Global commodity chains, production networks and informal work

Course Code:
15PDSH024
Unit value:
0.5
Taught in:
Term 2

This course examines the impact of neoliberal globalisation on the industrial trajectories and production paradigms of developing regions, and maps the consequent implications of these processes in the realms of work, gender and poverty. First, it provides an outline of the earlier consensus on industrial development and analyses how the birth of the ‘globalisation project’ led to a new international division of labour and to new production paradigms. Second, the course describes and analyses these new paradigms. Particular emphasis is given to the ‘clustering’ of industrial production in local production networks in developing regions, and to the formation of globalised production circuits - today known as ‘global commodity chains’ (GCCs), ‘global value chains’ (GVCs) and/or ‘global production networks’ (GPNs). Global chains and networks are explored both with reference to manufacturing and agro-food production. Third, the course discusses the implications of the restructuring of production for labour, gender and poverty. It explains in detail contemporary processes of informalisation and feminisation of labour; it illustrates how these processes relate to poverty; and analyses the rise of global ‘social responsibility’ concerns, labour standards and Corporate Social Responsibility (CSR) practices, debating their implications for employment conditions in developing regions. Finally, the course highlights how all these trends and dynamics shape specific challenges for development within neoliberal ‘global’ production scenarios, and illustrates some of the main methodological challenges in the study of global production and of the informal labour circuits they incorporate.

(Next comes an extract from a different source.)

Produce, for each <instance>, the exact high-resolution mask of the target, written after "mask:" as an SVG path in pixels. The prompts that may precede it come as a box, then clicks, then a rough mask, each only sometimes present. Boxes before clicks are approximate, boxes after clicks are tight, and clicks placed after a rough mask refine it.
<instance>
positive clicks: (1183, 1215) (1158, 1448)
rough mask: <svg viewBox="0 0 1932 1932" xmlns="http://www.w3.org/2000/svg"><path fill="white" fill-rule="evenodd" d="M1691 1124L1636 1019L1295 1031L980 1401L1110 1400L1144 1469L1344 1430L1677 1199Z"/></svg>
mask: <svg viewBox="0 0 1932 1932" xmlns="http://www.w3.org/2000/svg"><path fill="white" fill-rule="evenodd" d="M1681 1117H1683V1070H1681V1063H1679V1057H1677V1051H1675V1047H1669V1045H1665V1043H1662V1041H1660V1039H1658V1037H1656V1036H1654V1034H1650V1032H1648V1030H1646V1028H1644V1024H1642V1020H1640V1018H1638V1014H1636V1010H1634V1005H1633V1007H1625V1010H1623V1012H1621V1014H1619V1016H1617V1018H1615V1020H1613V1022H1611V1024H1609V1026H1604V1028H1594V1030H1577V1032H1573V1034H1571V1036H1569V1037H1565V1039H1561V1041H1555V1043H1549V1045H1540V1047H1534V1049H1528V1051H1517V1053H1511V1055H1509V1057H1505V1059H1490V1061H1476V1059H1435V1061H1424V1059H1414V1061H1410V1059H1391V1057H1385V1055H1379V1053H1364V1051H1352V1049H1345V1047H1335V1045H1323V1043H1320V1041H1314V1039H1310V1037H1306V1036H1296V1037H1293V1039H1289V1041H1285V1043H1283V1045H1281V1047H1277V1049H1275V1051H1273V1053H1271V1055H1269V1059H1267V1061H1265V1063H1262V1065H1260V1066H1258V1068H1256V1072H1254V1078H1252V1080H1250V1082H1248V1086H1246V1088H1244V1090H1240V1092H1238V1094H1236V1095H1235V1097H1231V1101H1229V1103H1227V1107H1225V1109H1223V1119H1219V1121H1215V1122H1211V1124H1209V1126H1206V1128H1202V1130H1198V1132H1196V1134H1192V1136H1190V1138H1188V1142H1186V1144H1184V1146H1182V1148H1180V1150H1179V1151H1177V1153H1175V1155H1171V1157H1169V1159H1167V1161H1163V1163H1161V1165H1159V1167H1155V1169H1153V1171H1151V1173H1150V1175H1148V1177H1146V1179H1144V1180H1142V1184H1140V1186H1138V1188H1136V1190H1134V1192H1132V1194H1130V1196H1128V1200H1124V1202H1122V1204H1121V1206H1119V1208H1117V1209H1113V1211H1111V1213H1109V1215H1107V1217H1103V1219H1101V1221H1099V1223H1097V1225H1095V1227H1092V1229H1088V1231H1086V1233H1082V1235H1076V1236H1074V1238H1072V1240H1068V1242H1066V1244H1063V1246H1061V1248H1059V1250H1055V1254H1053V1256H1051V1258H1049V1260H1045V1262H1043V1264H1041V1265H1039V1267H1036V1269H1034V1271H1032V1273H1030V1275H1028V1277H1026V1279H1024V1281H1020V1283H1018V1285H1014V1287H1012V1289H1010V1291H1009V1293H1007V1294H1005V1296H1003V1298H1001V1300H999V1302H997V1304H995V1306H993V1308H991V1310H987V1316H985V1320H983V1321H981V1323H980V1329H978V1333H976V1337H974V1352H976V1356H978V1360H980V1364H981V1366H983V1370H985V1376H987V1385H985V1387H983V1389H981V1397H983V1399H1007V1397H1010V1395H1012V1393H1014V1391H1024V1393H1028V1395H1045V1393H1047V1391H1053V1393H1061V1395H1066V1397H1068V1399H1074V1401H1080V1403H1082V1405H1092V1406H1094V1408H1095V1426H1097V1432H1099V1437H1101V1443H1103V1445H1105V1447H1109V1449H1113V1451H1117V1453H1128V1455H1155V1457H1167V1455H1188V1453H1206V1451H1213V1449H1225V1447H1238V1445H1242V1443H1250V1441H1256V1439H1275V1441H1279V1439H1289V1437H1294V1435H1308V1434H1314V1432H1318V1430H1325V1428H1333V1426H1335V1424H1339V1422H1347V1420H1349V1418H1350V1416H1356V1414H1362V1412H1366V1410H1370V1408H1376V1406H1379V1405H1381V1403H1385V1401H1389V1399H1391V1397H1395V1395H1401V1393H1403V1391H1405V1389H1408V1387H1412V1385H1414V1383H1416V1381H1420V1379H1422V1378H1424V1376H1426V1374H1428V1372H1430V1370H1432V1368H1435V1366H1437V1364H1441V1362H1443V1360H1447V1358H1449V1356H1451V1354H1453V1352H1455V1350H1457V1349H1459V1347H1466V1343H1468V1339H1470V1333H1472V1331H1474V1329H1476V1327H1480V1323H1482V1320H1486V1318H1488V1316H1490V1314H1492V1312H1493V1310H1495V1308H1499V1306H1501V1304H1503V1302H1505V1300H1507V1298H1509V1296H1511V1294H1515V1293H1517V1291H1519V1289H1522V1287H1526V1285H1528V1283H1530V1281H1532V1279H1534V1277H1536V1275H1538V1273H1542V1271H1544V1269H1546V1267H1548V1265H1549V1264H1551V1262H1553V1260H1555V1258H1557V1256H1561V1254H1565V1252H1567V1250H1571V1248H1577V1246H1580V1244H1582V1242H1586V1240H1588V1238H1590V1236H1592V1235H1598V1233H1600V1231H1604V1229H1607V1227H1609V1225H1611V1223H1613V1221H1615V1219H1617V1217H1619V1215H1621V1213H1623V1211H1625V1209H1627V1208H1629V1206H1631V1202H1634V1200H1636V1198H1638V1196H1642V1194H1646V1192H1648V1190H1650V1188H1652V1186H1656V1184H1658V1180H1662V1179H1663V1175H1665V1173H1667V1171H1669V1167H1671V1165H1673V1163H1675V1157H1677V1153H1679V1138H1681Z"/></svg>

Objectives and learning outcomes of the course

This course aims to familiarise students with the evolution of the industrial trajectories of developing countries, with the impact of different industrial strategies and practices, and with their consequences for development theory and practice in the era of neoliberal globalisation. At the end of the course, students should be able to:

  • appraise the impact of neoliberal policies and globalisation on the industrial patterns in developing countries
  • understand and critically assess the features of the main post-1970s industrial development models
  • compare and contrast the post-1970s industrial trajectories of different industries
  • relate industrial change to changes in patterns of labour and poverty
  • evaluate the impact of the abovementioned changes on given development policies and practices

Workload

Teaching takes place through a weekly 2 hour lecture and 1 hour tutorial.

Method of assessment

50% examination, 40% coursework, 10% presentation. Each student will be expected to submit one essay of no more than 4000 words, worth 40%. Resubmission of coursework regulations apply.